Un groupement d’intérêt économique vient d’être créé par quatre groupes privés.

Un partenariat a été signé avec l’Agence de développement agricole et la BCP.

C’est une démarche modernisatrice de la filière céréalière, inscrite dans la logique du Plan Maroc Vert, qui a été initiée par quatre grands groupes opérant dans la transformation des céréales et les intrants agricoles : les Moulins du Maghreb, Tria, Fertima et Charaf Corporation. Ensemble, ils ont créé un groupement d’intérêt économique (GIE), appelé Tanmia Al Filahia. A l’occasion des deuxième assises de l’agriculture tenues à Meknès le 21 avril dernier, ce GIE a signé un protocole d’accord avec l’Agence pour le développement agricole (ADA) et la Banque centrale populaire. L’objectif de cet accord est exactement celui qui a été suggéré dans l’étude stratégique du secteur (cf. Spécial plan Maroc Vert : www.lavieeco.com) : face à l’atomisation des exploitations agricoles, leur sous-mécanisation et, partant, leur faible rendement, les promoteurs de cet accord veulent agréger les agriculteurs, leur donner les moyens d’améliorer leur production, d’augmenter la productivité et, in fine, de rehausser leurs revenus.
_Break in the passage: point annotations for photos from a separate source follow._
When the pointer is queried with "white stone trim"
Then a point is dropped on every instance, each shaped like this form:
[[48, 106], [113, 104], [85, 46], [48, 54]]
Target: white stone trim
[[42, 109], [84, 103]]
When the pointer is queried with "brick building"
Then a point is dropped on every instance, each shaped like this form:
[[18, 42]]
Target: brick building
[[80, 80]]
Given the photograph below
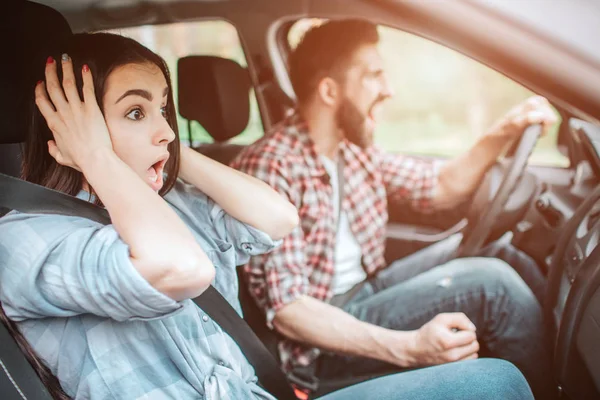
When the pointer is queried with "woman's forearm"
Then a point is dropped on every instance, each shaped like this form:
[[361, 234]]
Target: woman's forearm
[[242, 196], [162, 248]]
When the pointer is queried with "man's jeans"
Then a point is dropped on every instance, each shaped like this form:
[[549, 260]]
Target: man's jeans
[[488, 379], [413, 290]]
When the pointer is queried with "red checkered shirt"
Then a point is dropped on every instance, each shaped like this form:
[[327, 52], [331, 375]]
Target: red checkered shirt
[[287, 160]]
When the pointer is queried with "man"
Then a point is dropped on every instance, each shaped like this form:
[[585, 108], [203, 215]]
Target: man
[[327, 290]]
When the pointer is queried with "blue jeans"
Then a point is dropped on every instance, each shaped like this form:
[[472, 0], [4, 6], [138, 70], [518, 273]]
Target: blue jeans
[[489, 379], [411, 291]]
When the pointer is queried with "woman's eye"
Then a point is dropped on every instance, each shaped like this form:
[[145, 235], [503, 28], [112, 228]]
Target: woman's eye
[[135, 114]]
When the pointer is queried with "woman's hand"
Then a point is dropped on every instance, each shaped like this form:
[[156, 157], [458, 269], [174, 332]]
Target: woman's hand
[[78, 126]]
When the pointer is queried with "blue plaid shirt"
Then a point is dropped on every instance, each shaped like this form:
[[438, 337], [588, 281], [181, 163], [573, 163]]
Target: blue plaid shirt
[[102, 329]]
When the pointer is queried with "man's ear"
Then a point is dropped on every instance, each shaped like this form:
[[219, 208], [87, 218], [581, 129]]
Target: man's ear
[[328, 91]]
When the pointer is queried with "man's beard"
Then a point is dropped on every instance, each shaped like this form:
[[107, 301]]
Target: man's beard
[[353, 123]]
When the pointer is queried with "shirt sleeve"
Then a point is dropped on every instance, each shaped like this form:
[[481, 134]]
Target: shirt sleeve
[[278, 278], [200, 211], [56, 266], [409, 179]]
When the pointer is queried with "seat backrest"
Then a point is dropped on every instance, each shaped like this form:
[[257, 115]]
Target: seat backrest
[[34, 32], [215, 92]]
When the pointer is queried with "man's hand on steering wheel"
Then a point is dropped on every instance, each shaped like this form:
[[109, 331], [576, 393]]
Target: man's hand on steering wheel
[[525, 123], [533, 111]]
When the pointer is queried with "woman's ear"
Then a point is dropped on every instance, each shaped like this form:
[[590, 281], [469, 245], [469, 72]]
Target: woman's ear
[[328, 91]]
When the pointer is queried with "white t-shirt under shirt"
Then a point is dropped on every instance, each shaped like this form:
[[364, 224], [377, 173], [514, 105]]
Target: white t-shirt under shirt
[[348, 267]]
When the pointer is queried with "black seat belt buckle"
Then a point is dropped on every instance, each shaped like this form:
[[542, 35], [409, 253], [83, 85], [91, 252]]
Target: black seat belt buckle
[[305, 381]]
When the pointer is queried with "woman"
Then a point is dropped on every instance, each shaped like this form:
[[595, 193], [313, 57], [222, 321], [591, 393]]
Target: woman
[[106, 308]]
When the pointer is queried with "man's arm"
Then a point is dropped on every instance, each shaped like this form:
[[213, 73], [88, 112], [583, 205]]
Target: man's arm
[[460, 176], [322, 325], [430, 185]]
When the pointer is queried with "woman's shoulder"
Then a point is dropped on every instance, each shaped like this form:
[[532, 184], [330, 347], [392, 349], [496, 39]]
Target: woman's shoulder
[[20, 229]]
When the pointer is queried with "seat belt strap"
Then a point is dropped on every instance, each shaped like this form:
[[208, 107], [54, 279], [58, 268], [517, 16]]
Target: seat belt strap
[[17, 194]]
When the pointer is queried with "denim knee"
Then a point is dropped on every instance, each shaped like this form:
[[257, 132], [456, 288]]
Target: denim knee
[[491, 378], [495, 275]]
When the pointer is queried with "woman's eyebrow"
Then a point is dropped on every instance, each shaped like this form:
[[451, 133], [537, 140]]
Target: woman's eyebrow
[[136, 92]]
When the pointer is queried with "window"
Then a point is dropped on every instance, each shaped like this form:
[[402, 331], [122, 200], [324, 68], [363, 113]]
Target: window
[[443, 100], [216, 38]]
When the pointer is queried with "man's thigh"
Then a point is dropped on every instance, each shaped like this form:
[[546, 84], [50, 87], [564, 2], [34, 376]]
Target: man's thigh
[[468, 380], [457, 286], [417, 263], [461, 285]]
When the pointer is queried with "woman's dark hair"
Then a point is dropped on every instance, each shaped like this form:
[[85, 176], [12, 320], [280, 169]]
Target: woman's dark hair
[[103, 53]]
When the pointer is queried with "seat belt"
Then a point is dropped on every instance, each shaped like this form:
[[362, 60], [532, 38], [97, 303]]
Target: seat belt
[[26, 197]]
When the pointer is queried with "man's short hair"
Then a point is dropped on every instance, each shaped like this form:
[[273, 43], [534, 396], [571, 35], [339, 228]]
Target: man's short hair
[[326, 50]]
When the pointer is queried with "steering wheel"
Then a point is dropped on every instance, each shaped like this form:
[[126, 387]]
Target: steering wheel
[[504, 176]]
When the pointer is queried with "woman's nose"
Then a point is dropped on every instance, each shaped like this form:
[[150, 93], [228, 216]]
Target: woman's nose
[[164, 134]]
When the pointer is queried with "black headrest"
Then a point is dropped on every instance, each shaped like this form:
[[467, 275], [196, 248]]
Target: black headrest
[[33, 32], [215, 92]]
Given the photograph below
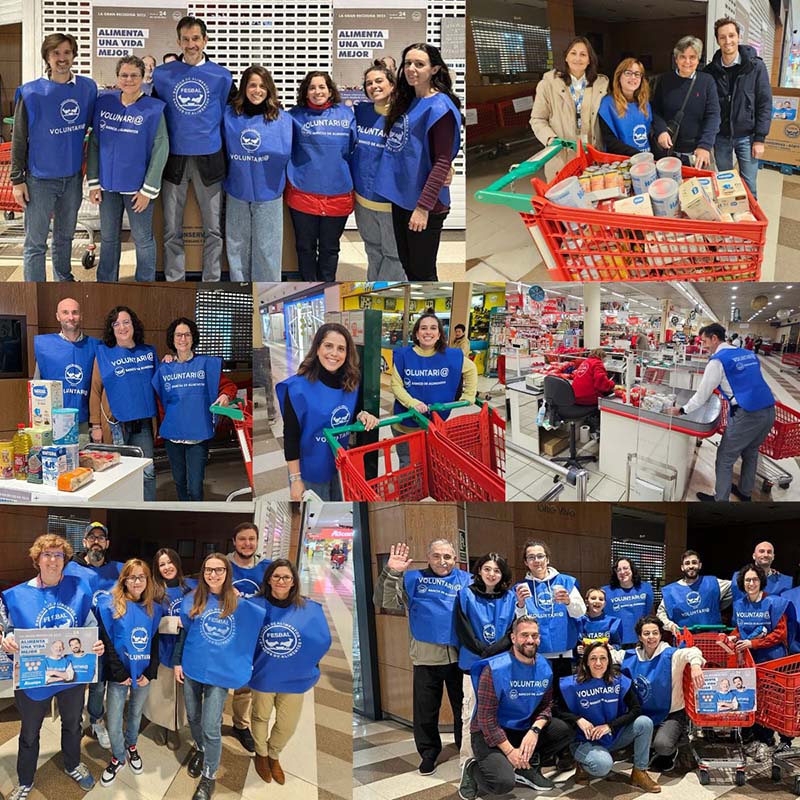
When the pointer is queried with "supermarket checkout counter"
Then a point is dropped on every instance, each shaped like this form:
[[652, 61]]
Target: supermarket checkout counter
[[658, 437]]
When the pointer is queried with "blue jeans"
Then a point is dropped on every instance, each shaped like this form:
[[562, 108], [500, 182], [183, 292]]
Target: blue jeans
[[724, 148], [597, 760], [111, 208], [188, 463], [60, 198], [204, 705], [254, 239], [143, 439], [117, 694]]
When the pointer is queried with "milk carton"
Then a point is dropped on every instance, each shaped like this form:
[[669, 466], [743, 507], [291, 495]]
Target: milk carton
[[43, 397]]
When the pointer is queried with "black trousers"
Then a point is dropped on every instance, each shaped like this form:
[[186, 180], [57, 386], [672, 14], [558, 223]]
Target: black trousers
[[317, 244], [33, 712], [429, 682], [417, 249], [494, 773]]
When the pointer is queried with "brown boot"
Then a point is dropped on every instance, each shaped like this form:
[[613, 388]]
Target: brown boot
[[641, 779], [262, 768], [277, 772]]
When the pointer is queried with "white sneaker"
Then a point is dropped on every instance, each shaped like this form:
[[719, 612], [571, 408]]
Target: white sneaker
[[99, 730]]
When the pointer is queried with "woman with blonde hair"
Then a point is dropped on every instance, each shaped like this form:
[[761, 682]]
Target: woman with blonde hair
[[128, 620], [626, 118]]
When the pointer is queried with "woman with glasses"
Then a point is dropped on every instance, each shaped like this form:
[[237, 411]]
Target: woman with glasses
[[294, 638], [129, 621], [50, 600], [626, 118], [187, 386], [122, 403], [213, 654], [164, 705]]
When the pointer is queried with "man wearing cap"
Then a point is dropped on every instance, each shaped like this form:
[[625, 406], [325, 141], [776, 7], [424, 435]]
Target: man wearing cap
[[91, 565], [68, 356]]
Objectif : atteindre 40 quintaux à l’hectare
Alors que les opérateurs du milieu (midstream) de la filière s’occuperont d’apporter à l’amont les intrants et les équipements nécessaires, la distribution de produits d’assurance et de financement, la formation, l’organisation logistique de collecte des récoltes, ceux opérant en aval de la filière, c’est-à-dire les moulins, prendront en charge, eux, l’achat de la totalité des céréales produites et leur transformation. C’est donc une action totalement intégrée qui met en cohérence l’amont, le milieu et l’aval de la filière céréalière.
Comme l’ont expliqué les acteurs de Tanmia Al Filahia, lors d’un point de presse, mardi 28 avril, l’objectif fixé pour la campagne 2009-2010 est d’agréger 700 agriculteurs sur 10 000 hectares dans la région de Chaouia-Ouardigha et 400 autres agriculteurs sur 5 000 hectares dans la région de Meknès-Tafilalet. Leur ambition pour 2020 est de réaliser l’agrégation de 10 000 agriculteurs sur une superficie de 150 000 ha, pour une production de 6 millions de quintaux de blé (soit 40 quintaux à l’hectare).
Quand on connaît la faiblesse des rendements de la céréaliculture en zone bour (environ 12 quintaux à l’hectare), le régime alimentaire des Marocains basé sur les céréales, la valorisation de cette filière par la création de ce GIE ne peut que sécuriser l’approvisionnement du pays en blé.